Une clause dite " de sauvegarde " a toutefois été prévue par l'accord du GATT, censée éviter un trop fort démantèlement de la protection communautaire.

Ce système est destiné à préserver un certain " équilibre ", en n'accroissant pas le volume d'importations d'un pays déjà fortement importateur et en corrigeant partiellement les effets d'un trop fort différentiel de prix.

Deux conditions déclenchent l'imposition de droits additionnels :

- lorsque le prix mondial se situe au-dessous d'un prix de référence mondial (dont la liste fait partie de la liste d'offres Européennes au GATT), une clause de sauvegarde " prix " peut être déclenchée : des droits additionnels sont imposés, en fonction du différentiel de prix ;

- lorsque les importations annuelles dépassent un certain volume, une clause de sauvegarde " volume " peut être déclenchée, en cas d'augmentation de 25 % des importations pour un pays dont les importations représentent entre 0 et 10 % de la consommation ; de 10 % pour les pays dont la part est de 10 et 30 % ; de 5 % pour les pays dont les importations représentent plus de 30 % de la consommation.

Ces droits de douane additionnels ne s'appliquent toutefois que jusqu'à la fin de l'année civile ; en outre, certains contingents d'importation en sont exclus.

Au total, on peut estimer que dans ce nouveau système, la préférence communautaire est fragilisée par sa dépendance à l'égard de plusieurs paramètres :

- le niveau des équivalents tarifaires pour chaque produit ;

- le niveau des prix de référence mondiaux déclenchant la " clause de sauvegarde " ;

- le degré d'efficacité de la " clause de sauvegarde " en cas de baisse du prix mondial : rapidité de déclenchement, volume des importations déjà réalisées avant son déclenchement, importance et effet des droits additionnels, pérennité du dispositif.

Au-delà des changements imposés dans le mécanisme Européen de mise en oeuvre de la préférence communautaire, le GATT a imposé l'ouverture aux pays tiers de contingents d'importation à tarifs préférentiels.

Les contingents d'importation octroyés aux pays tiers

Des contingents préférentiels d'importation, quantités importables sous des régimes douaniers spécifiques (prélèvements réduits, droits de douane faibles voire nuls) ont été imposés à toutes les parties contractantes à l'accord du GATT.

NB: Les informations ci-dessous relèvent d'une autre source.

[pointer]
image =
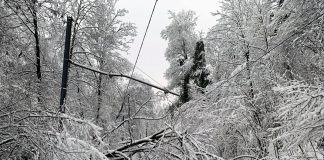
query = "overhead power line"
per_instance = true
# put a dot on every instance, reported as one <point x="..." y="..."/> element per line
<point x="138" y="54"/>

L'accord prévoit une ouverture des marchés , de telle sorte que les possibilités de telles importations par secteur soient égales à 3 % (en 1995) puis 5 % (en 2000) de la consommation de ces produits observée en 1986-1988.

Signalons que, sous la pression de la France, ces contingents ont été calculés par " agrégation ", par groupes de produits, alors que le projet initial raisonnait produit par produit.

Les contingents concédés par l'Union Européenne sont les suivants :

CONTINGENTS D'IMPORTATION PRÉFÉRENTIELLE DANS L'UNION EUROPÉENNE

(en tonnes)

PRODUITS

ACCÈS COURANT 16( * )

ACCÈS MINIMUM 17( * )

Bovins vivants

194.000 (têtes)

 

Viande bovine

151.050

20.000

Viande porcine

 

75.600

Ovins et caprins (vivants et viande)

319.875

 

Volailles

 

29.000

Oeufs

 

208.000

Beurre

76.667

90.000

Poudre 0 %

 

69.000

Fromages

15.250

104.000

Manioc, patates douces

6.857.390

 

Bananes

2.000.000

 

Oranges et agrumes

45.000

 

Maïs-sorgho

2.300.000

500.000

Blé

 

300.000

Sucre de canne ou de betterave

1.565.000

 

Sons

475.000

 

Champignons

62.660

 

Source : Commission Européenne

Rappelons que ces contingentements ne s'appliquent pas aux produits de substitution des céréales et notamment au corn gluten feed, qui entrent toujours sans protection douanière dans la Communauté depuis les accords du " Dillon Round " de 1961.